Transportation headlines, Tuesday, April 13

Here’s a look at some of the transportation headlines gathered by the Metro Library. The full list of headlines is posted on the library’s blog. Don’t forget you can also follow the Metro Library on Facebook and Twitter.

Can we cycle the “last mile”?
(Human Transit)

Bikes on transit is a hot issue. Many see it as a way to solve the “last mile” problem – that gap between a transit stop and your final destination. Unfortunately, it’s not as easy as just saying “bring your bike along for the ride”. Jarrett Walker of Human Transit sees three issues that must be addressed: getting to the station, taking bikes aboard crowded transit vehicles and bicycle parking at stations. Getting the bicycle on the transit vehicle has always been an issue for me – on one hand it’s clearly the best way to create a seamless bicycle/transit trip but on the other hand squeezing a bike into a crowded train doesn’t seem fair to the other riders.

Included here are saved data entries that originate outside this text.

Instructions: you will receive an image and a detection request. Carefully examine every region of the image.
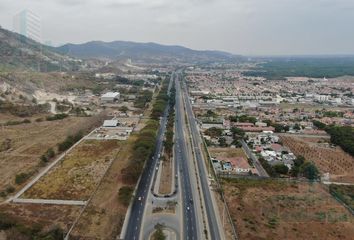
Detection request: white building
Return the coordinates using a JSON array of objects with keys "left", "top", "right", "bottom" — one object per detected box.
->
[
  {"left": 103, "top": 120, "right": 119, "bottom": 127},
  {"left": 101, "top": 92, "right": 120, "bottom": 102},
  {"left": 13, "top": 10, "right": 42, "bottom": 43},
  {"left": 315, "top": 95, "right": 329, "bottom": 102},
  {"left": 255, "top": 121, "right": 267, "bottom": 127}
]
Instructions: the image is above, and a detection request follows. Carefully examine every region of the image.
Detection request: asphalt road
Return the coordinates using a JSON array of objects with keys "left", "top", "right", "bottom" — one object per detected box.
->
[
  {"left": 175, "top": 78, "right": 198, "bottom": 240},
  {"left": 241, "top": 139, "right": 269, "bottom": 177},
  {"left": 180, "top": 75, "right": 223, "bottom": 240},
  {"left": 124, "top": 75, "right": 173, "bottom": 240}
]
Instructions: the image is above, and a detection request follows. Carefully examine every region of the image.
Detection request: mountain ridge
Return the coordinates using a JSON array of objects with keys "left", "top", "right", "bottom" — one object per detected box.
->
[
  {"left": 0, "top": 26, "right": 80, "bottom": 71},
  {"left": 56, "top": 40, "right": 241, "bottom": 63}
]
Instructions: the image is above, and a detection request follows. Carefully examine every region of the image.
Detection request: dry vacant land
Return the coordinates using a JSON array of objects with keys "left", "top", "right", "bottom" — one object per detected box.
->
[
  {"left": 222, "top": 178, "right": 354, "bottom": 240},
  {"left": 0, "top": 203, "right": 81, "bottom": 238},
  {"left": 281, "top": 136, "right": 354, "bottom": 183},
  {"left": 0, "top": 116, "right": 94, "bottom": 195},
  {"left": 23, "top": 140, "right": 121, "bottom": 200},
  {"left": 70, "top": 135, "right": 138, "bottom": 239},
  {"left": 209, "top": 147, "right": 248, "bottom": 159}
]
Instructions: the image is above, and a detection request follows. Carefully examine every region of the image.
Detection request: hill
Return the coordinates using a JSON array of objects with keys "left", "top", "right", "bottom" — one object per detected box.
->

Campaign to end distracted driving gains mainstream currency with Pulitzer (Fast Lane)

The U.S. Department of Transportation’s blog offers congrats and thanks to New York Times journalist Matt Richter and staff members for winning a Pulitzer Prize for last year’s series on distracted driving. The series of articles helped bring national attention to the issue and since then many States have made texting behind the wheel illegal.

The end of the automobile era? (Planetizen)

Is the American love affair with the car over? Planetizen thinks there’s some telling signs that signal a shift in cultural attitudes towards the personal automobile. Cities across the nation are beefing up their alternative transportation infrastructure, often at the expense of cars. Portland is embarking on a massive bicycle infrastructure project to increase the mode share from 6% to 25%. New York City permanently closed off portions of Broadway in Times Square to vehicle traffic. And for the first time since the automobile era began the vehicles per person was less at the beginning of the decade than at the end. The biggest clue to me that things are changing: Los Angeles, birth place of the car culture, is embarking on an expansion of public transit that’s so ambitious that other cities are looking to the city for inspiration.